Will is a drinker and a cheater. He never seems to pour a drink for a patron without a twin for himself. He’s unfaithful to Carrie with Alicia (Zazie Beetz), who knows better, but can’t shake her youthful indiscretions as she’s approaching an age where they can do much more damage. Neither the alcohol nor the women satisfy Will, and he doesn’t have the care or the courage to determine how that could possibly be. 

What makes Wounds so compelling is the way our allegiance slowly shifts away from Will and towards the people left in his wake. It doesn’t take much effort for Hammer to be charming, but his slow, dark turn was a fun surprise. The mysteries of the phone are a feint, and the scariest parts of the film were when the more sympathetic characters - especially the women - have to inhabit his space. A scene at the breakfast table between Carrie and Will rings with threat, while still managing to spark with dark humor. Dakota Johnson is an assassin in this scene as she turns the tables on an agitated Will and turns a bowl of cereal into a power move that belongs alongside the pussy hat in the halls of feminist iconography.

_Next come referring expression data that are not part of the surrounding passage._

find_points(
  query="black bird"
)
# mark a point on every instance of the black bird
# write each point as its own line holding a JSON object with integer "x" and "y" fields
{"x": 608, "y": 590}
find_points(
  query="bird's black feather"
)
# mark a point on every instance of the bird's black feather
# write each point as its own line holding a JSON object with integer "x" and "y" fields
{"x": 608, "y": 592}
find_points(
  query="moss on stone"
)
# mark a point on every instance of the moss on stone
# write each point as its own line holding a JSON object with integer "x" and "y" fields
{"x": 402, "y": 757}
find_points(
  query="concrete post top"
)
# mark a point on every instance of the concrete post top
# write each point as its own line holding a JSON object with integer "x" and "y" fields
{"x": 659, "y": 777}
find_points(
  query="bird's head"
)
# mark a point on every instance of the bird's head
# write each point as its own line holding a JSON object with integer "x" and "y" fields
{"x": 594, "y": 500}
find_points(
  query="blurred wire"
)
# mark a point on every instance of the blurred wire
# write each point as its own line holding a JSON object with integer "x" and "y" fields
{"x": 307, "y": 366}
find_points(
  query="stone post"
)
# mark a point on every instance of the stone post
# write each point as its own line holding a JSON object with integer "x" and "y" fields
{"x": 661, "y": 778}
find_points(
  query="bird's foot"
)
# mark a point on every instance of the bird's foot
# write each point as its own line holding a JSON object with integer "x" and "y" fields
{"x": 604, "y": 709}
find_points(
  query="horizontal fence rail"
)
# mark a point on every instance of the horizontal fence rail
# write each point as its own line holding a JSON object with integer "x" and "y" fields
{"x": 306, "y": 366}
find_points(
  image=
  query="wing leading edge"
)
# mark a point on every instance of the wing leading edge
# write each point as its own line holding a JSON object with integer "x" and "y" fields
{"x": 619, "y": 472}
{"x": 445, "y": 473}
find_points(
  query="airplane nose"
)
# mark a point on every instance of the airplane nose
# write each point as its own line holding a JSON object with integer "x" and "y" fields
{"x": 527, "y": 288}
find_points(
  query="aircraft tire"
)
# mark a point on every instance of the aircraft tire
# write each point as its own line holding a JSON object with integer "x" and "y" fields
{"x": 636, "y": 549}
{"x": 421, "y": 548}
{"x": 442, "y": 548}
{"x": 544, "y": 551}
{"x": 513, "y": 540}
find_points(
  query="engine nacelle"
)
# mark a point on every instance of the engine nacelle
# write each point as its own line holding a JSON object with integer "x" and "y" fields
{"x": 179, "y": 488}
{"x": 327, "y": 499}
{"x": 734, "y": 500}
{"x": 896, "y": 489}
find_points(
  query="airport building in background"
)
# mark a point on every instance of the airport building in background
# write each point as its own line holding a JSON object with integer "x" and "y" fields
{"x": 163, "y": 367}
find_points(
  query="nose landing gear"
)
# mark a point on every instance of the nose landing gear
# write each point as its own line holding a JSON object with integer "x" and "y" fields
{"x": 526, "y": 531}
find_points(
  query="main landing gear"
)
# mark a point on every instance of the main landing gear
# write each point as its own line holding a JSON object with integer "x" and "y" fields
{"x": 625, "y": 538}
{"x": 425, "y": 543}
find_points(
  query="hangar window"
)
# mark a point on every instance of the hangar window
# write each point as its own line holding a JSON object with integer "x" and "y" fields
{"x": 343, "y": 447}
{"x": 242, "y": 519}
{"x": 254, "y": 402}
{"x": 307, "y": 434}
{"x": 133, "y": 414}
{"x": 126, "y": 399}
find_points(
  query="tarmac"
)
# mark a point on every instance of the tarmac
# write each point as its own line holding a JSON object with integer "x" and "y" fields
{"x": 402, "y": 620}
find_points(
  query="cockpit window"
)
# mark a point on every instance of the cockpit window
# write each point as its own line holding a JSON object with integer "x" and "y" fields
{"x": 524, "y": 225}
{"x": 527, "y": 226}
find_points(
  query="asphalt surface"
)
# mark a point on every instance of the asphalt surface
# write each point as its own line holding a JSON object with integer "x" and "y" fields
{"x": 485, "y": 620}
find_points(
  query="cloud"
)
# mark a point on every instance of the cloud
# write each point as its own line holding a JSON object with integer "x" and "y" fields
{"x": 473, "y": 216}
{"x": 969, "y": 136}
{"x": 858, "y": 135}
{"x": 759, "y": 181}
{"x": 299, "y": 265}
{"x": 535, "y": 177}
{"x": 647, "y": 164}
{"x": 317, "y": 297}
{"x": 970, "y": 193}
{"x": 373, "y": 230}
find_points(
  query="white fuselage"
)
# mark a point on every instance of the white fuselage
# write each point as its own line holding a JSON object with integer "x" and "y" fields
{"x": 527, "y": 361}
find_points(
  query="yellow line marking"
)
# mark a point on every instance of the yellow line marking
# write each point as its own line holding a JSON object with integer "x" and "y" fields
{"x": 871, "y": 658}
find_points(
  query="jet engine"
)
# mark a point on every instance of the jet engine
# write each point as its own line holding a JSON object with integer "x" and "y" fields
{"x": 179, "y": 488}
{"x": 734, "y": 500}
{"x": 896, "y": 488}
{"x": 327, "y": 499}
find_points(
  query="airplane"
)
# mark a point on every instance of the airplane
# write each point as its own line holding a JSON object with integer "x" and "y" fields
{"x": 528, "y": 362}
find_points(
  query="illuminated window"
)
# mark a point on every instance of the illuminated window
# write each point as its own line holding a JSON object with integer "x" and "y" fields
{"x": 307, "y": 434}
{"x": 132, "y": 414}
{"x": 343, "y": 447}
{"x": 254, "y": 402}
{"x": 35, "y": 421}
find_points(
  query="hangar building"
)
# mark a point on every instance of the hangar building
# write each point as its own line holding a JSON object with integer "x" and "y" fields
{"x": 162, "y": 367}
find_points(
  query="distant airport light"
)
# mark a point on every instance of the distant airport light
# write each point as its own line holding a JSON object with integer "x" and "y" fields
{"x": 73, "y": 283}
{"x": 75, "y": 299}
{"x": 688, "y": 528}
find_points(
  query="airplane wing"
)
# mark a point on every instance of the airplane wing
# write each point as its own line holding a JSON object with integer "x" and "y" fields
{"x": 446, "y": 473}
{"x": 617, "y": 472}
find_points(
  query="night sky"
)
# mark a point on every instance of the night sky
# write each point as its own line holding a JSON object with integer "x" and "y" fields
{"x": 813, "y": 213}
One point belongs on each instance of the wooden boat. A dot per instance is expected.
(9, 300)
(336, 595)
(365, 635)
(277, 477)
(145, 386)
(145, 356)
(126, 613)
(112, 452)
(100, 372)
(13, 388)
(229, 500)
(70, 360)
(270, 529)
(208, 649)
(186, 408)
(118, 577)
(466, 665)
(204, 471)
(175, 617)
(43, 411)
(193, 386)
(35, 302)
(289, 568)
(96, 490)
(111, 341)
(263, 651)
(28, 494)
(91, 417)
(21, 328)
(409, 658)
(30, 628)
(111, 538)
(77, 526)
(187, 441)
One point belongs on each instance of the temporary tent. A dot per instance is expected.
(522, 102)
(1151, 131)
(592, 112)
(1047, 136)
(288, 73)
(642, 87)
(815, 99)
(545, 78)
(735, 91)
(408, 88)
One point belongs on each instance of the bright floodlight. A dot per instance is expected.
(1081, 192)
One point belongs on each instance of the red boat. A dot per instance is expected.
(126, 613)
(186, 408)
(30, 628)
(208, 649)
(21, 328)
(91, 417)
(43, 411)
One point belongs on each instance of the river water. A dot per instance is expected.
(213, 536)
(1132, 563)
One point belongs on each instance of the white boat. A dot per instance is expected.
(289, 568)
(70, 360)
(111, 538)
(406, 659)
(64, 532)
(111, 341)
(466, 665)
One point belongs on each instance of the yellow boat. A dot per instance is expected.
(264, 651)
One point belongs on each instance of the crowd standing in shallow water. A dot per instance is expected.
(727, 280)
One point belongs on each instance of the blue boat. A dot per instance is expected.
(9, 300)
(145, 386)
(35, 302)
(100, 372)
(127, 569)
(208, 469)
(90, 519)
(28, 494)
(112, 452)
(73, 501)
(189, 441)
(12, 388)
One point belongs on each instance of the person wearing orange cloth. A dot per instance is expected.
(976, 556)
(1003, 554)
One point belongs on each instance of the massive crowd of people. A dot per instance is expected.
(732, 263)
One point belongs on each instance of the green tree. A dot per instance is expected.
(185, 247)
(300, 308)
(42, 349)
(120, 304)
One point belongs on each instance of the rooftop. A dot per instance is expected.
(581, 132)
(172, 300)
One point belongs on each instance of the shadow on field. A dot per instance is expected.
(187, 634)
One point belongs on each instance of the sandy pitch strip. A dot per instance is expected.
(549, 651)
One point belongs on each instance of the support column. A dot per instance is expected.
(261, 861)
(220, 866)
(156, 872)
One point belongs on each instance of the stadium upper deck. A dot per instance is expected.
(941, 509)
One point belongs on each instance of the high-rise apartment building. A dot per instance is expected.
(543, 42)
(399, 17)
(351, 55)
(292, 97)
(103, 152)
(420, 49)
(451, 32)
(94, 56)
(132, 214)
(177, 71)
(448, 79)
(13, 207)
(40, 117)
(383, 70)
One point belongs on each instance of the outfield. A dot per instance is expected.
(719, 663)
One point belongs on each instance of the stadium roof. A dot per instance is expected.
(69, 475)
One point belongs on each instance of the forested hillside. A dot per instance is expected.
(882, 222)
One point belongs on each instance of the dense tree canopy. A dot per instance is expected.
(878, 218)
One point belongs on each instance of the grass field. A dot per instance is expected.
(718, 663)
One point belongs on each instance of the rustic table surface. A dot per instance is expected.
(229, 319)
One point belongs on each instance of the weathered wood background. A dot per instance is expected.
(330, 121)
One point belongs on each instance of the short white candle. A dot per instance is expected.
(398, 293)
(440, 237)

I’ve made it this far without really digging into the horror elements of the film. That wasn’t really deliberate. This is a horror film with plenty of jumps and starts and gross outs. In some of its best moments it uses subtlety and surreality to ratchet up its steady, slow burn. But Wounds has more on its mind than getting our pulses up. It savages the myth of the Cool Guy and demonstrates the contagion of spiritual injury. Those in proximity to the wounded will not escape without wounds of their own.

Or in other words, carefree comes with a cost.